I'm working with Azure Databricks where I am stream reading files from an Azure Datalake container. I am using the autoloader functionality with .format("cloudFiles").
The file structure in the container looks like this:
- ../accounts/*.csv
- ../accounts/snapshot/*.csv
Both folders (files and snapshot) contains lots of csv files and while for the loading path i'm only specifying "../files" anything that is in snapshot is also getting ingested by the autoloader.
My problem is: I want the autoloader to ignore any subfolder, but I have no clue how can that be achieved.
For technical restrictions this snapshot folder cannot be moved as it is produced by the MS Dynamics365 data export functionality; essentially it creates its own file structure and doesn't allow for much configuration.

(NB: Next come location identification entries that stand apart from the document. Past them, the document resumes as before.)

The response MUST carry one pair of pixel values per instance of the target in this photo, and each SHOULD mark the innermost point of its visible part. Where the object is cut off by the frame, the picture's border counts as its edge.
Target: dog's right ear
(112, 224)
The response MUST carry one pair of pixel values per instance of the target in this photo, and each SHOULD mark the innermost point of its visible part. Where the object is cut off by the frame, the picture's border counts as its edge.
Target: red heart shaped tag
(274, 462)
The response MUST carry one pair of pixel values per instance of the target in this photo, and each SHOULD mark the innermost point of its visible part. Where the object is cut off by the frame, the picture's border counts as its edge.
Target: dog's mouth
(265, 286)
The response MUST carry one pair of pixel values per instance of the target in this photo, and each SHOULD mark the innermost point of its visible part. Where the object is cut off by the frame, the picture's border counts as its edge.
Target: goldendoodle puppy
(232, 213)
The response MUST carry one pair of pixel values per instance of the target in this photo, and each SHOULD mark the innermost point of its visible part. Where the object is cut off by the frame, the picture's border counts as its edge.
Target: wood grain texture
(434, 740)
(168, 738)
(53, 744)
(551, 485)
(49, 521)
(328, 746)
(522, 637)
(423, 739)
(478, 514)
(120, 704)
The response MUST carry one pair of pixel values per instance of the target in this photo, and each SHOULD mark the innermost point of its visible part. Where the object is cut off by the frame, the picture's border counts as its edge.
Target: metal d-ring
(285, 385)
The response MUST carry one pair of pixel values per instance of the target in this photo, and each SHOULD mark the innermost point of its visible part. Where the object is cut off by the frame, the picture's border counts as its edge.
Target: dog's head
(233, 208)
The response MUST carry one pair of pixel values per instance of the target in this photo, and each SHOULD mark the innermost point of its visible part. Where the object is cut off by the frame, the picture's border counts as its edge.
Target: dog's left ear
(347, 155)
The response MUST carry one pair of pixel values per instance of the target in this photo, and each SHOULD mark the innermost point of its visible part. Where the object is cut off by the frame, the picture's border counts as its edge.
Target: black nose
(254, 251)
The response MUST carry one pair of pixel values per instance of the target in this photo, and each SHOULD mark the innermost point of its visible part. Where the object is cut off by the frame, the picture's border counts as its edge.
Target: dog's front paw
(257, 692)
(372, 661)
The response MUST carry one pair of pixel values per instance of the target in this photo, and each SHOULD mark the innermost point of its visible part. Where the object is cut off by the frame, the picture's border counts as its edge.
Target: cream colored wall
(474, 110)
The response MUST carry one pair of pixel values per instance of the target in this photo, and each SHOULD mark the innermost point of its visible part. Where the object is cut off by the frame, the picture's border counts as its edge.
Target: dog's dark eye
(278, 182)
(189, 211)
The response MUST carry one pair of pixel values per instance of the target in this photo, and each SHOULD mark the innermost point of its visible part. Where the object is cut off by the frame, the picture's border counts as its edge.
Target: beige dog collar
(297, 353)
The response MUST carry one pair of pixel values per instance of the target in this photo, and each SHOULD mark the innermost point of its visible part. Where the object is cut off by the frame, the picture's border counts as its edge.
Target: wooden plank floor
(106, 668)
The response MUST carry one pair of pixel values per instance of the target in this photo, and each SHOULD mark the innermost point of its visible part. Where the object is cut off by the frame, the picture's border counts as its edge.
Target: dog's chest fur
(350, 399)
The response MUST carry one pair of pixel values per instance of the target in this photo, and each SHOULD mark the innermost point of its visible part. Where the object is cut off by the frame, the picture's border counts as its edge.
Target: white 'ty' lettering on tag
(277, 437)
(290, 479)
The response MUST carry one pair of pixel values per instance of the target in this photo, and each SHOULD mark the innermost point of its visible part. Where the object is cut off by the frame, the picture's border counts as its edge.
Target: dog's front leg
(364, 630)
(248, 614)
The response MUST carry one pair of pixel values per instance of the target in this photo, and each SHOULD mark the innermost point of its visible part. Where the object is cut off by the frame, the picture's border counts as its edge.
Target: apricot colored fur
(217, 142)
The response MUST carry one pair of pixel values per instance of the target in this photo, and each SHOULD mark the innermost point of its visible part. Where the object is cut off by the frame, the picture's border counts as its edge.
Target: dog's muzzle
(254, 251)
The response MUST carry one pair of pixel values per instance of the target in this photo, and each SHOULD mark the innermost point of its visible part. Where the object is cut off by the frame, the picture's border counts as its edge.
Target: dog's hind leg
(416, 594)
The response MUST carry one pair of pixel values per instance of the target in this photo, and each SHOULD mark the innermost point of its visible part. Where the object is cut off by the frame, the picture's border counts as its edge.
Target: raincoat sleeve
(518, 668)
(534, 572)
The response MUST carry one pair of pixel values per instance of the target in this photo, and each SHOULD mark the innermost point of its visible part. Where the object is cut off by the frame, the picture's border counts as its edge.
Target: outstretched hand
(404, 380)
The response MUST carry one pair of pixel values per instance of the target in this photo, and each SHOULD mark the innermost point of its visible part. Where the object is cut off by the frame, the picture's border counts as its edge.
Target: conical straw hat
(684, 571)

Thorough testing proved that the subfolder is getting picked up, but we have no idea why. Is it a default behaviour of autoloader?
The options I am using for this:
- ("cloudFiles.useNotifications", True) -> this is an implementational requirement. Could this be the problem?
- ("recursiveFileLookup", False) -> The default value is false, but the existence of this option suggests that reading subfolders is not the default behaviour of autoloader.
As a workaround I can call the .option("pathGlobFilter", ?????.csv) which then filters for the files in account which are different from snapshot, but there has to be something else that resolves this.